Tucked inside the massive $21 billion Water Resources Development Act (WRDA) reauthorization is $9 million for the Corps of Engineers to construct and maintain a permanent barrier that will keep non-native Asian carp from wreaking havoc on Lake Michigan’s ecosystem.
It is too bad that the only way to stop the ferocious fish has involved nose pinching. While WRDA has attracted some unwanted attention as a piggy bank for the Army Corps of Engineers, it holds within it one of the most significant programs for the survival and vitality of the Great Lakes. The Asian Carp Barrier – that will physically stop the migrating foreign fish from entering Lake Michigan via the Chicago Sanitary and Ship Canal – is essential to the restoration of the Great Lakes. The rapidly reproducing fish have been traveling up the Mississippi and Illinois Rivers gobbling up algae and starving out native fish and are within 50 miles of the Lake . It isn’t just environmentalists who should be concerned – these invaders also threaten sport and commercial fisheries – a $5-billion-a-year industry on the Great Lakes.

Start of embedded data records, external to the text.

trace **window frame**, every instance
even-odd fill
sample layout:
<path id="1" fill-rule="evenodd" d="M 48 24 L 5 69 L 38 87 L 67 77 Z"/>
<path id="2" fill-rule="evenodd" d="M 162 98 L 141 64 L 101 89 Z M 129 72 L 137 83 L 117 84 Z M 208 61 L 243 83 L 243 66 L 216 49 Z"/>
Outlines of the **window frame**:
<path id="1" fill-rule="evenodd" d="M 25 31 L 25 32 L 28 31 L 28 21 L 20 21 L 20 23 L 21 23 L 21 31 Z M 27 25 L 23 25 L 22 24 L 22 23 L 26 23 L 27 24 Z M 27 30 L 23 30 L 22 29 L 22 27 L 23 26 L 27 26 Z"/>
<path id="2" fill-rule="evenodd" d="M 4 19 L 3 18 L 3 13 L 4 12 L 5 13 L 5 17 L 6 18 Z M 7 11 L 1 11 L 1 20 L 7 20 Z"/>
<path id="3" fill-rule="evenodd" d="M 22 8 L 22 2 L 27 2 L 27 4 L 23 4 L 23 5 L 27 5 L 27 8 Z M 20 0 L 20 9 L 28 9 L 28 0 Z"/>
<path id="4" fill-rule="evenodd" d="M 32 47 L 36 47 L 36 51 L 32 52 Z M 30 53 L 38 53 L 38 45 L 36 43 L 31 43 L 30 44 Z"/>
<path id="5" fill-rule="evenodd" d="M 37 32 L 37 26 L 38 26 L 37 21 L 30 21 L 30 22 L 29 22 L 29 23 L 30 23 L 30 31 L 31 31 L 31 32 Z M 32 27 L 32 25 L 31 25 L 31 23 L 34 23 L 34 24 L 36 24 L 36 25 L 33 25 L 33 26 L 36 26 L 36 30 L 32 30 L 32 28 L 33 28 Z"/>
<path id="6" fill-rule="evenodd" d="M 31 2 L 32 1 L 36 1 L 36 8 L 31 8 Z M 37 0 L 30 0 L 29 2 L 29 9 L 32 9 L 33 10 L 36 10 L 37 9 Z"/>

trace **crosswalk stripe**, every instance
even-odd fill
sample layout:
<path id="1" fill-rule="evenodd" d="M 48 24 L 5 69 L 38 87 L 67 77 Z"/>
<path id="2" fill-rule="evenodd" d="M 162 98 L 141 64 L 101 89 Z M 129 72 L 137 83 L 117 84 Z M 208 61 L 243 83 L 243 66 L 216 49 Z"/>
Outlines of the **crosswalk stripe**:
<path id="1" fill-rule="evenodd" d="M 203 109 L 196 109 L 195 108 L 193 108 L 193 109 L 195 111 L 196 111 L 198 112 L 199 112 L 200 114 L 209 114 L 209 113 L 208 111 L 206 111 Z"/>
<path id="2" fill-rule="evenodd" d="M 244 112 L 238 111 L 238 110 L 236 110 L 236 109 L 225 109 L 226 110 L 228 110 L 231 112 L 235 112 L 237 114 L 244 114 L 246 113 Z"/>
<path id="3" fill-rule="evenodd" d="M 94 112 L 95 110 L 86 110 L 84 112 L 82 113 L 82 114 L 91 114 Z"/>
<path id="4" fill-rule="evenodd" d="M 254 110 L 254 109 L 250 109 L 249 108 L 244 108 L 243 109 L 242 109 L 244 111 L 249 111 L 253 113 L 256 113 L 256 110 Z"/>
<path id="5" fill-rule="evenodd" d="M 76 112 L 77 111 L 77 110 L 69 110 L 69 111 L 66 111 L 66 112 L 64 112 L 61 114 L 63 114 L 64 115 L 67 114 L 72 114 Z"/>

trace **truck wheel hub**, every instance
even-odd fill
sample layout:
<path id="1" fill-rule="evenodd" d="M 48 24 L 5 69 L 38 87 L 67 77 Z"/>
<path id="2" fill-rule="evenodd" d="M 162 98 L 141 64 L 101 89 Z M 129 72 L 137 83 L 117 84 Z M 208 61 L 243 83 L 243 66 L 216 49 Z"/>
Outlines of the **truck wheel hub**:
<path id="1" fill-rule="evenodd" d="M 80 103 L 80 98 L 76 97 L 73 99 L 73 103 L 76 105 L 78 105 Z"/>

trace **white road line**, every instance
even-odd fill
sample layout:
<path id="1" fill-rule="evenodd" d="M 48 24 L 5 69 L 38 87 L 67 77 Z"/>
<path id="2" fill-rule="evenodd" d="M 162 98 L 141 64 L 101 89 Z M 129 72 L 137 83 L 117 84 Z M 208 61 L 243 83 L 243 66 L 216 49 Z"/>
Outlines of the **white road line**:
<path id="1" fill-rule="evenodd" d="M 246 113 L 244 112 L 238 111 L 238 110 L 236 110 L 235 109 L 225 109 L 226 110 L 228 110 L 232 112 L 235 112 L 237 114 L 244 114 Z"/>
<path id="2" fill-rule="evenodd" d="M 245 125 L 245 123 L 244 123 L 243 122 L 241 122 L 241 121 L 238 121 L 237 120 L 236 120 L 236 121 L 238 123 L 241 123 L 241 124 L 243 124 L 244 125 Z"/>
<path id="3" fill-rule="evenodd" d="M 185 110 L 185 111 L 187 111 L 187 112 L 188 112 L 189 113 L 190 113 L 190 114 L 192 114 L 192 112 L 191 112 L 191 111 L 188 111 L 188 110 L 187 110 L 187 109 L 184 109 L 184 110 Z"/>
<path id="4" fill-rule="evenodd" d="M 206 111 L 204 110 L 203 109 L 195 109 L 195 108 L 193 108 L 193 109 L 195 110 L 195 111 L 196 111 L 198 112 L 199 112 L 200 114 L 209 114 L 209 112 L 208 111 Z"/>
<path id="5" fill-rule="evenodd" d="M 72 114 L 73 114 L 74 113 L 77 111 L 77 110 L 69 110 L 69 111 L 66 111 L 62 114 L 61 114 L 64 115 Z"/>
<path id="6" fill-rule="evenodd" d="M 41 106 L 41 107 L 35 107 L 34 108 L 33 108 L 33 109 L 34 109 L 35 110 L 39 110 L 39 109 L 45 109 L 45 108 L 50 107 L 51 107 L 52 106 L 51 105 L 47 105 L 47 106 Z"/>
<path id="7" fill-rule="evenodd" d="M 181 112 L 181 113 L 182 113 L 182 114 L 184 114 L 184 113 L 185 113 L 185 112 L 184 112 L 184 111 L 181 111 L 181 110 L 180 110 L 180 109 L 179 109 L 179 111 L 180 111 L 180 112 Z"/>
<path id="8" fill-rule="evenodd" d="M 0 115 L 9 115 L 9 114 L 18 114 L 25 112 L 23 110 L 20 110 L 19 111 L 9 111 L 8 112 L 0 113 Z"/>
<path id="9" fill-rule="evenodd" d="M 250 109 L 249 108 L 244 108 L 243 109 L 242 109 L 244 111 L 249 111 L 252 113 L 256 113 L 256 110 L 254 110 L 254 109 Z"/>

But numerous environmentally unsound programs are also in the bill, such as money to update studies on the viability of a dam on Alaska’s Susitna River that would be harmful to fish and wildlife habitat, and another provision that could result in never-ending dredging by the Corps of Engineers in the Great Lakes if lake levels continue to drop due to climate change and other factors. Because of this, it is difficult to laud such a bill, but we do want the barrier.
Bush has threatened to veto the authorization because of the pricey contents, but it should still be able to garner enough votes for an override. The thing is, the water bill only approves the projects – and then a spending bill will have to pass the appropriations committee to pay for the work. Once the bill passes these hurdles, the carp barrier will go to battle against numerous odious programs to try and pry the necessary $9 million from the appropriations committee. The good news is that Rep. Dave Obey (D-Wisc.) chairs the House Committee on Appropriations and will be in a position to help steer those dollars to the much needed barrier.